Wallace Irwin (March 15, 1875 – February 14, 1959) was an American writer. Over the course of his long career, Irwin wrote humorous sketches, light verse, screenplays, short stories, novels, nautical lays, aphorisms, journalism, political satire, lyrics for Broadway musicals, and the libretto for an opera. His novel The Julius Caesar Murder Case (1935) represents a subgenre within detective fiction, the mystery novel set in antiquity.

==Biography==
A native of Oneida, New York, Irwin grew up in Colorado and went to California to attend Stanford University. As editor of two campus publications, he lampooned faculty in verse and was expelled, as he later boasted, for having a character that "savored of brimstone". He moved to San Francisco and began his career as a journalist for William Randolph Hearst’s Examiner and other papers. With the encouragement of Gelett Burgess, Irwin branched into poetry with The Love Sonnets of a Hoodlum (1901), followed by Nautical Lays of a Landsman (1904), At The Sign of the Dollar (1905), Chinatown Ballads (1906), and The Love Sonnets of a Car Conductor (1908). Between 1913 and 1935, fourteen of his novels or short stories were adapted by himself or others for film.

Irwin often wrote under a pseudonym or presented himself as the editor, translator, or sardonic discoverer of works by others. His Rubaiyat of Omar Khayyam, Jr. purports to be his translation from a language he calls "Mango-Bornese". Irwin's most sustained impersonation began in 1907 with the serialization of his "Letters of a Japanese Schoolboy" in Colliers magazine. He wrote in a stereotypical fractured English in the persona of a thirty-five-year-old "boy" Hashimura Togo. The fourth installment of the series, entitled "Yellow Peril", featured Irwin posed in yellow face make-up for a portrait photograph of Togo. The photo fooled readers for months, whereupon Colliers produced twin photos, Irwin as Togo and Irwin "before he was Japanned". Irwin's racial clichés brought him to the heights of success, including praise from Mark Twain who found Togo a delightful creation and the New York Globe which hailed the book as "the greatest joke in America". Irwin went on to write three more Togo books, and in 1917 Hollywood followed with the silent film comedy Hashimura Togo.

The Togo fad was built upon Irwin's creation of a Japanese caricature at a time when many Americans admired Japan for its recent victory in the Russo-Japanese War, 1904-05. However, after World War I, American opinion shifted as the United States and Japan competed for military and economic advantage in Asia. Irwin's approach likewise turned, resulting in Seed of the Sun with its dire warning that Japanese immigrants represented both the "nefarious alliance of Asiatics and speculative capital" and their emperor's plan for them to "marry Euro-American women in order to promote their race".

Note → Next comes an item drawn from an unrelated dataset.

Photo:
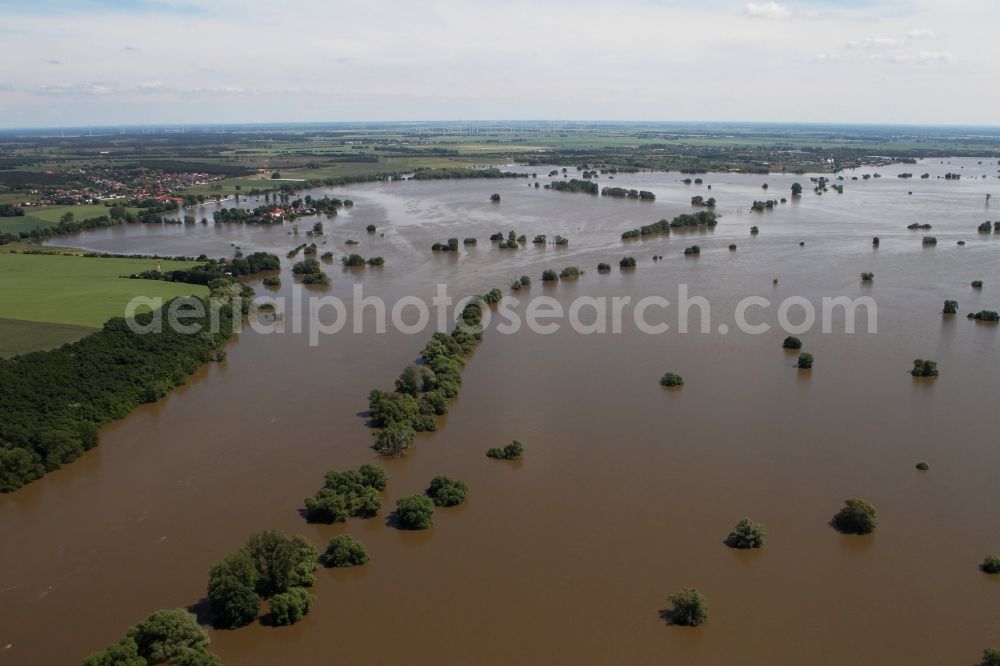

Success as a humorist allowed Irwin to devote himself to what he considered his serious work, novels and articles with social and political purpose, writing that is now largely forgotten except when cited by historians as representative of widespread pre-World War II racism.

Irwin was married twice. In 1901 he married Grace Adelaide Luce. Over a year after her death, in January 1916 he married Laetitia McDonald. Wallace and Laetitia had two children. Donald (1917-1991) was a journalist for the New York Herald Tribune and the Los Angeles Times, and served as an aide to Nelson A. Rockefeller during the Eisenhower administration. Wallace Jr. (1919-2010) was a speechwriter for several U.S. congressmen and the future President George H. W. Bush during Bush's time as U.S. ambassador to the United Nations.

Wallace Irwin died in Southern Pines, North Carolina. That same year, 1959, his personal papers, including manuscripts to novels and poems, correspondence, freelance journalism, and an unpublished autobiography, were donated to the Bancroft Library at the University of California, Berkeley.